The majority of the film is spent eavesdropping on playful barbershop banter, a real-life phenomenon he thought could be harnessed for culturally specific disease education.
"Everything I had learned in life, I learned in a barbershop," said Simons, fondly recalling Red's Barbershop on the South Side of Chicago, where he grew up. "So why not use barbershops as a way to get this across?"
With $100,000 of his own money, the former Sears marketing executive launched the campaign last February to coincide with National Cancer Prevention Month and the MGM release of the sequel to "Barbershop."
Mistrust of doctors
"It makes a difference because I've heard people say that they don't trust their doctor," said Hair Affair stylist Diara Brooks, who handed out hundreds of brochures to the shop's mix of old and young clientele. "A lot of men aren't clear on what prostate cancer is or they're scared to go to the doctor."
Brooks, one of two women who work at the shop, has observed that men just don't talk openly about their bodies the way women do. She credits barber Eddie Davis with making clients comfortable enough to talk about pretty much anything.
"It's mandatory that we talk about subjects like this openly," said Davis, 59, the gold hoop in his left ear giving him a Samuel L. Jackson-like coolness.

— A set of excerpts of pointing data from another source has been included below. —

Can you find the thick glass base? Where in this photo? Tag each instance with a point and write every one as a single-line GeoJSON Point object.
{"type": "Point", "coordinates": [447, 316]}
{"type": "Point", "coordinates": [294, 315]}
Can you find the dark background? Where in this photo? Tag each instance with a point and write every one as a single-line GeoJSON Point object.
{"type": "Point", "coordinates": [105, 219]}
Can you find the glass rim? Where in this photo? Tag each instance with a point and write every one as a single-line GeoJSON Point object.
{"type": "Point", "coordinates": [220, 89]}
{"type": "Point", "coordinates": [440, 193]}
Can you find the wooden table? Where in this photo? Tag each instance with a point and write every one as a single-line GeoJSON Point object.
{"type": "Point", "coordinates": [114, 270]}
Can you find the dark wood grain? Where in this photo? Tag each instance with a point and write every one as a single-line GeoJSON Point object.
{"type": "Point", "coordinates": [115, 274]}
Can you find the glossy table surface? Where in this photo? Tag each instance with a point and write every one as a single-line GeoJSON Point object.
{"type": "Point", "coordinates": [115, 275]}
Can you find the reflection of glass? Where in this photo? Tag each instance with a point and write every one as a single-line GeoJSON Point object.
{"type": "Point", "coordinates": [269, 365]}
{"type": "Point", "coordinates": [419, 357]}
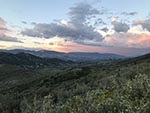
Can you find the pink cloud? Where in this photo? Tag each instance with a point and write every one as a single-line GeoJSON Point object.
{"type": "Point", "coordinates": [128, 40]}
{"type": "Point", "coordinates": [3, 28]}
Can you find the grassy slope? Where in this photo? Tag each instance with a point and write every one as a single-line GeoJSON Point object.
{"type": "Point", "coordinates": [117, 87]}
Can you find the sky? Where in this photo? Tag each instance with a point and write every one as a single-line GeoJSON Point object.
{"type": "Point", "coordinates": [104, 26]}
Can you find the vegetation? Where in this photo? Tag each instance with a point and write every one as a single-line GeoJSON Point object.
{"type": "Point", "coordinates": [111, 86]}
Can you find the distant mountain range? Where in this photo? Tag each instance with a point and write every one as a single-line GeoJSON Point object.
{"type": "Point", "coordinates": [31, 61]}
{"type": "Point", "coordinates": [73, 56]}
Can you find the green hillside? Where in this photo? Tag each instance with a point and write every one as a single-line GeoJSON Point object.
{"type": "Point", "coordinates": [119, 86]}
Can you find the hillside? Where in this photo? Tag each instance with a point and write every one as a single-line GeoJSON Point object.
{"type": "Point", "coordinates": [74, 56]}
{"type": "Point", "coordinates": [121, 86]}
{"type": "Point", "coordinates": [26, 59]}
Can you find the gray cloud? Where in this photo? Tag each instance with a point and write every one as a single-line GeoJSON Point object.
{"type": "Point", "coordinates": [3, 28]}
{"type": "Point", "coordinates": [145, 23]}
{"type": "Point", "coordinates": [24, 22]}
{"type": "Point", "coordinates": [75, 29]}
{"type": "Point", "coordinates": [120, 27]}
{"type": "Point", "coordinates": [9, 39]}
{"type": "Point", "coordinates": [51, 43]}
{"type": "Point", "coordinates": [80, 12]}
{"type": "Point", "coordinates": [129, 13]}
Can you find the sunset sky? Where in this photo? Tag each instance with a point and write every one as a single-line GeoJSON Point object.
{"type": "Point", "coordinates": [105, 26]}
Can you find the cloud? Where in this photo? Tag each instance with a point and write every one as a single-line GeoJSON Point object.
{"type": "Point", "coordinates": [129, 13]}
{"type": "Point", "coordinates": [120, 27]}
{"type": "Point", "coordinates": [3, 28]}
{"type": "Point", "coordinates": [81, 11]}
{"type": "Point", "coordinates": [24, 22]}
{"type": "Point", "coordinates": [145, 23]}
{"type": "Point", "coordinates": [105, 29]}
{"type": "Point", "coordinates": [9, 39]}
{"type": "Point", "coordinates": [74, 29]}
{"type": "Point", "coordinates": [128, 40]}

As he cut the hair of Evans, the prostate cancer survivor, a female martial-arts movie blared from a small TV atop the corner vending machine. Ceiling fans twirled overhead. Copies of the Chicago Defender filled the waiting area. Talk turned to cars, women and life.
Evans, 67, explained that thanks to early detection by doctors, he was cured with radiation, rather than surgery.
"One of the things my doctor told me was, "Nelson, don't keep this a secret. Let your friends know,'" he said.
With his hair freshly cut, Evans headed for the door, turning to ask Davis, "When's the last time you bought a car?"
"Man, I'm going to keep my car until I get old," Davis replied.
"Well, it's time to trade it," Evans quipped. The men shared a hearty laugh, before Evans walked out the door.